The Internet does not have a proper service for looking up information about people on the network as a whole, although a few attempts at registries have sprung up. Even if you know a person's real name and where they work, for example, you can't go to a central place to look up that person's user name or email address. However, there are two common services that provide some information about people, finger and whois .
The finger service looks up information about a user who has an account on the machine being queried, whether or not that user is currently logged in to the machine. This information may include the person's real name, login, phone number, office location, information about when and where they most recently logged in, and a brief message specified by the user.
You don't need to know the user name in order to use finger ; it will generally give you information about anybody whose user name or real name contains the string you specify. If you don't specify a string, it will list information about everybody currently logged in to the machine being queried. finger can provide invaluable information to intruders, e.g., by identifying users who rarely log in, or names of gateway systems. You may wish to block finger requests that come from outside your internal network, or to supply only minimal information in response to these requests. finger is legitimately used by plenty of people who are simply trying to figure out what user name to send mail to, but those people don't need all the information that finger normally gives out.

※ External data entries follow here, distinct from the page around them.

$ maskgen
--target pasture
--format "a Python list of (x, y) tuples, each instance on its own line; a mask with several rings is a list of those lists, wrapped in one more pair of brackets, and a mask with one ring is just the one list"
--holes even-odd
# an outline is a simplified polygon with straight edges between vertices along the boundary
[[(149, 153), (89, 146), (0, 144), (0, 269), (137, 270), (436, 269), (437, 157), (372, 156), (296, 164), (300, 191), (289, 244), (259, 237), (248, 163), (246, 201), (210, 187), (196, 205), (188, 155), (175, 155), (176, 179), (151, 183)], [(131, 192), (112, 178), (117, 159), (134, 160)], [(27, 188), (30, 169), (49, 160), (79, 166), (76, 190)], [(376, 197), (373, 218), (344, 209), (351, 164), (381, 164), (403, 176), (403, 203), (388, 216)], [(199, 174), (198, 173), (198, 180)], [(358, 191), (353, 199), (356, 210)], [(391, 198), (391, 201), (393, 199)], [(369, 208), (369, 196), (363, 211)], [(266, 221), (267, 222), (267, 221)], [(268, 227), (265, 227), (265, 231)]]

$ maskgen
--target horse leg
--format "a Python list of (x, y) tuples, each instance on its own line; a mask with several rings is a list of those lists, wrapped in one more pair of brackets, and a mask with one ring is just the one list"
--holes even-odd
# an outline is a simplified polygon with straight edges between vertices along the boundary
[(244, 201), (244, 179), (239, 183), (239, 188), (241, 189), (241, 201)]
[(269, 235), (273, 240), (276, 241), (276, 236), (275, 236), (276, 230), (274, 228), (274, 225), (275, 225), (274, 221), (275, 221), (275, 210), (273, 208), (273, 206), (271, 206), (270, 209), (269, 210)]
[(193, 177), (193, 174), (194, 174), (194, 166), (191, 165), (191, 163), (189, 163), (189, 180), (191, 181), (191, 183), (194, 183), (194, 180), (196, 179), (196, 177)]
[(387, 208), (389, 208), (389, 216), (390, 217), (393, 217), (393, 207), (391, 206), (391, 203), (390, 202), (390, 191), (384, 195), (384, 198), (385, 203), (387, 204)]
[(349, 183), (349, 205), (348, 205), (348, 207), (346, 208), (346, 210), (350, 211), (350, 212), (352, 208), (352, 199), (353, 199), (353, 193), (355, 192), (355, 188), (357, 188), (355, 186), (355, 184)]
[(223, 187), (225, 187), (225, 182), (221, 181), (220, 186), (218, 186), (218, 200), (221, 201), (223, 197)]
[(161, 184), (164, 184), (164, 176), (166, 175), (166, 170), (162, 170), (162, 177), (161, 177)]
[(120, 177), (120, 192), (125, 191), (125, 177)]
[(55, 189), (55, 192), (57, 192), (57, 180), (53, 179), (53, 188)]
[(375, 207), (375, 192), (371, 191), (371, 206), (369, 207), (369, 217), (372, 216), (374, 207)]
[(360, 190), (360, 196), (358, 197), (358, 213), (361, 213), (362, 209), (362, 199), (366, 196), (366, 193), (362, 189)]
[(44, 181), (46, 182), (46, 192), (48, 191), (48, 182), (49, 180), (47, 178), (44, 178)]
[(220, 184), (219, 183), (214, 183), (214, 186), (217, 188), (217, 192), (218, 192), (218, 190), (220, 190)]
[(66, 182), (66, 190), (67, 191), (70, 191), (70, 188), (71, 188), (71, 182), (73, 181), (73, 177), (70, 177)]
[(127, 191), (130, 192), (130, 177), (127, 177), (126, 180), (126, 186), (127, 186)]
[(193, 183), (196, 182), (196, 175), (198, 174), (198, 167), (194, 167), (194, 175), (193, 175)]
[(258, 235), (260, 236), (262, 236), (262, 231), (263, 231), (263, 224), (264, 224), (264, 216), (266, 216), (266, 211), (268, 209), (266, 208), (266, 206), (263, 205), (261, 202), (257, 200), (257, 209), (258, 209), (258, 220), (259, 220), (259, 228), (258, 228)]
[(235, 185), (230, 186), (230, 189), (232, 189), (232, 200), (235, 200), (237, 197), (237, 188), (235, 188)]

It's less risky to use a finger client than to run a finger server. It's not without risk, however. The user-customizable message can contain control characters, and some finger clients rely on the length limitations normally built into the finger server to keep the returned information short. It's easy to construct a finger server that will be a denial of service attack. Depending on the finger client and the terminal, or terminal emulator, it's running on, control characters may produce effects anywhere from the annoying (it beeps maniacally and makes your screen look weird) to the disastrous (it downloads macros to your terminal, and then tells your terminal to pretend you'd typed the keys to invoke those macros, which can issue arbitrary commands as you, for example, to mail off your password file or delete all your files). You should run a finger client that doesn't permit control characters.
The whois service is similar to finger , but it obtains publicly available information about hosts, networks, domains, and their administrators. By default, whois clients query the host rs.internic.net at the Internet's Network Information Center (Inter NIC ), which maintains information about Internet domain and network administrators.[2]
[2] People who have been on the Internet a long time may remember when everybody who was anybody on the Internet was in the NIC database, but there isn't enough room for everybody anymore.
Because whois is the closest thing to an Internet white pages protocol, some sites choose to write servers that use the whois protocol to distribute information about their users. If you decide to do this, the usual concerns apply about writing servers so they don't give out too much information, and so they don't allow queries to cause them to execute arbitrary commands.